# Broadband in Sydney



## Editor

As more and more expats make for Sydney, we thought it would be interesting to know the best broadband services in Sydney. Indeed a full list of Internet service providers in Sydney would give people choices as more and more expats look to work from home.

The Australia NBN network will make a massive difference but what are the broadband speeds in Sydney at the moment? Is the Internet in Sydney as fast as you would assume for one of the more prominent expat regions in Australia?


----------



## DylanW

Hi Editor,

My entire life I have worked for Telco's/ISP's as well as owning a wholesale provider in South Africa.

My personal opinion regarding broadband and telco services in Australia must fall in the hands of Telstra. Even though Telstra is more expensive then its competitors in probably every way as well their customer service centre is fustrating to deal with. You pay for what you get. I have had Optus broadband, my wife has TPG at her office but from a speed and reliability point of view you cant beat good old Telstra.

The NBN is going to serious kick some butt in AU (if it stays around when liberal takes over). To have the ability to have a 100Mb/s connection at home which will be symmetrical will be awesome! however from the prices I have come across lately its not going to be all that affordable for us home users.


----------



## Editor

Hi Winikd

Many thanks for the interesting insight into the Australian broadband market which will prove very useful so many members. You are right, in many ways you do get what you pay for and the $34 billion fibre-optic broadband network upgrade will certainly make a massive difference in due course.

Do you think that the opposition parties will really cancel the project if they manage to overturn the government in the forthcoming election?


----------



## DylanW

Editor said:


> Do you think that the opposition parties will really cancel the project if they manage to overturn the government in the forthcoming election?


I do and I dont. You have Tony Abbott clearly saying the press that he believes that it could be done cheaper and quicker but I think the investment is already so high that pulling the plug wouldn't be the smartest thing to do.

Also the speed of light (fibre optic) is the fastest method to deliver data so once its in place we are set for a long time. I think its a great idea!


----------



## Editor

I read somewhere that the proposed alternative broadband network technology could not be upgraded in the future. This would therefore indicate a short-term saving and possibly even more expensive long-term investment required to move to a totally new technology further down the line?


----------



## DylanW

Yip and looking for a short term fix is stupid.. This is an expensive but amazing project and it will make AU one of the top tech countries.

Can you imagine the potential for the future!
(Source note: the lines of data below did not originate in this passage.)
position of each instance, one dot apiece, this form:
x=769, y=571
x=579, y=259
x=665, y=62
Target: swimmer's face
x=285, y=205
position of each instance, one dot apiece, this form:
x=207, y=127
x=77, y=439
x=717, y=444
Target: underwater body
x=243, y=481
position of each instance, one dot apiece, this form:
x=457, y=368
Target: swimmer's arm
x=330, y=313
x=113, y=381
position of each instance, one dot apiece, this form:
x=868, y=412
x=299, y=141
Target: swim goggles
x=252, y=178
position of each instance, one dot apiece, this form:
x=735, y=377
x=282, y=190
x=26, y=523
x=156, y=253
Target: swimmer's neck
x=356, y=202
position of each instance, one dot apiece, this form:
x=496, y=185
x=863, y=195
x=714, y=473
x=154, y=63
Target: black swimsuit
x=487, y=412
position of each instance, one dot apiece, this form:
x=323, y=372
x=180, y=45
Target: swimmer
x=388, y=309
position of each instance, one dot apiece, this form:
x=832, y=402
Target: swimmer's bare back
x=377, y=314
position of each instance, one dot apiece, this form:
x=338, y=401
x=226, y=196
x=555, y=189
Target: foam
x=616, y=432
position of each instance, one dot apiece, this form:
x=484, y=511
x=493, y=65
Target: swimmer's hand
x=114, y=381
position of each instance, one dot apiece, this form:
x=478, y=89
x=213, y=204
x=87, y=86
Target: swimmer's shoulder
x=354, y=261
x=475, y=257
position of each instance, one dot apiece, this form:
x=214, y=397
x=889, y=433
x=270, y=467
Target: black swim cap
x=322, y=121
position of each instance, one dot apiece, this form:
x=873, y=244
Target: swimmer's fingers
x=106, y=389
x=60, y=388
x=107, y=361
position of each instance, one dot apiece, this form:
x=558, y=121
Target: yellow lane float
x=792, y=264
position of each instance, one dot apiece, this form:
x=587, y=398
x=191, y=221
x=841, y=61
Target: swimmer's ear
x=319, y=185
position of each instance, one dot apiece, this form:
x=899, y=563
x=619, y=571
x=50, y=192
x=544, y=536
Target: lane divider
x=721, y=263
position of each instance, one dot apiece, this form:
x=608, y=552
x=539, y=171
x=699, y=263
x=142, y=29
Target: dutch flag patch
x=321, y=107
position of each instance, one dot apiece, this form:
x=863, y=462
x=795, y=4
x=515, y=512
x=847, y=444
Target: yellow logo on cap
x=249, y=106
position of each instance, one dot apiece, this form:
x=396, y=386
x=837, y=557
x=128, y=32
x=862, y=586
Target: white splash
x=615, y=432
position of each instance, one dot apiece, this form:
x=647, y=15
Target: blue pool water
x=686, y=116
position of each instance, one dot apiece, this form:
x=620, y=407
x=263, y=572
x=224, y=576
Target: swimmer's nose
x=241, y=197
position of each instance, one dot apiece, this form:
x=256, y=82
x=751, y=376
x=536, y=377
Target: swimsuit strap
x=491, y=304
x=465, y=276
When virtual reality starts becoming bigger... the speed, infrastructure & capacity has endless opportunities.

This will also open doors to more companies.


----------



## Editor

Hi Winikd

I totally agree - but this is typcial politics by parties not in power. Go for the short term savings, boost the books and then get hit with a massive liability in the longer term. If only politicians could all think ahead and look at projects of this size as investments for the future, not some political football to be kicked about.


----------